8. When starting out have the phaco reps from Alcon or whichever phaco system come in the OR with you to adjust settings. They are very knowledgeable.
9. Know how to load IOL's. Not all nurses do and one day you might find yourself stuck with one.
10. Know how to trouble shoot problems with the phaco machine. Again not all nurses know how.
11. When complications happen learn from them. Don't kick yourself to hard. Complications happen to every surgeon. If they don't they are lying.
12. Know how to handle complications. Read up and watch videos on managing them. In my experience even if complications happen if they are managed properly patients will almost always end up with good outcomes.
13. Place a second instrument under the final nuclear fragment during phaco to prevent the capsule from entering the tip of the phaco.

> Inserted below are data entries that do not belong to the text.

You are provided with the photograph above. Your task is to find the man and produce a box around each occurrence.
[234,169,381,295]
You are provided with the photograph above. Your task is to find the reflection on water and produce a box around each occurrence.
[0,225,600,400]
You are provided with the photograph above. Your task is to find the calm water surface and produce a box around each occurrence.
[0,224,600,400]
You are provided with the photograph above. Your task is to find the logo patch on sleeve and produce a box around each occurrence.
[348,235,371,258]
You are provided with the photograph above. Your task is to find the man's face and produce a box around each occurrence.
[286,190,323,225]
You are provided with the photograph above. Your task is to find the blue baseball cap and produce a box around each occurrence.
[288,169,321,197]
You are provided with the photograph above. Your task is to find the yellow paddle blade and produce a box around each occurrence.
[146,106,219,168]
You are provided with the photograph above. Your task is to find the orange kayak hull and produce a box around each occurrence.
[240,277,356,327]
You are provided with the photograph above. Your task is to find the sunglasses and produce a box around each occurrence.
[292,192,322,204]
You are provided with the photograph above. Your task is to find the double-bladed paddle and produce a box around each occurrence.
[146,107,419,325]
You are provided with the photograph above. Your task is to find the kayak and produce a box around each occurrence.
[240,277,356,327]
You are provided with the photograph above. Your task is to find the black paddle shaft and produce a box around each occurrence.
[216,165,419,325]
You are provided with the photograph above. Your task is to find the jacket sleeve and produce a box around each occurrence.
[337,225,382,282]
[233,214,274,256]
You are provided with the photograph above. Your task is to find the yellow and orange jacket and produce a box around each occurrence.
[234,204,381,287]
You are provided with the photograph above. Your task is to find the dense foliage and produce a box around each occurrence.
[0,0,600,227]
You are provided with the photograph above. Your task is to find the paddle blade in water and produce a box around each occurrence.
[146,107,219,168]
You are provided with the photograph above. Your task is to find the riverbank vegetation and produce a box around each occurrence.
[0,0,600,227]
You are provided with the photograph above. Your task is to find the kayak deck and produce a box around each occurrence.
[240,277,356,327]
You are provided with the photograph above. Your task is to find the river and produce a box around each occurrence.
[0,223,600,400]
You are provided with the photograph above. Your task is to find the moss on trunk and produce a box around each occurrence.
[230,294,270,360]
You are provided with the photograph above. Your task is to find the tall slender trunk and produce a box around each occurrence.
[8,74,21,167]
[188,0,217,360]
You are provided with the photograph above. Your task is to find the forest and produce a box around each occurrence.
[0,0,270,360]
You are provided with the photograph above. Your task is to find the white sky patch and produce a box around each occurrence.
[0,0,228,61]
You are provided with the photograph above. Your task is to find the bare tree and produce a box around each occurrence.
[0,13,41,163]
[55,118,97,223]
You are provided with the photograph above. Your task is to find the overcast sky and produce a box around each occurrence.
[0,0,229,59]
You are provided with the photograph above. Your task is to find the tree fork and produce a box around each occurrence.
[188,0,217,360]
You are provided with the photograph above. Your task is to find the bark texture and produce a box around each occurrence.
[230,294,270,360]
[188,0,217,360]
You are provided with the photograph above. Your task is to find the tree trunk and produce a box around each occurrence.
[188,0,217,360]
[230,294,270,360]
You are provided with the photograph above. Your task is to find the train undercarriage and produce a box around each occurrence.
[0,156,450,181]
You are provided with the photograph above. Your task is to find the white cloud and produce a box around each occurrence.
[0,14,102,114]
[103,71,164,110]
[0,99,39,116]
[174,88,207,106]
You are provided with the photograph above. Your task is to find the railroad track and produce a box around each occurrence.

14. Don't use power in the periphery. An attending in my fellowship always said this. Only use power to bury the tip in a nuclear fragment then bring it out of the bag to emulsify it. This prevents the phaco tip from rupturing the peripheral capsular bag.
15. Try to avoid letting patients drift in and out of sleep. When they wake up in the middle of the surgery they don't realize where they are and can suddenly move.
16. Finally someone above mentioned discussing problems with you a colleague. I think this had more to do with the doctors in my first practice than anything but I did not find it helpful at all. I was usually told something like "oh stuff like that happens" or "I don't know what to tell you". To make it worse several of the docs I worked with acted like were perfect and never had any problems (although I learned to find out otherwise). At least in the private practice world so far I've found other ophthalmologists are very reluctant to discuss complications.

I'll try to think of some more tips and keep posting them.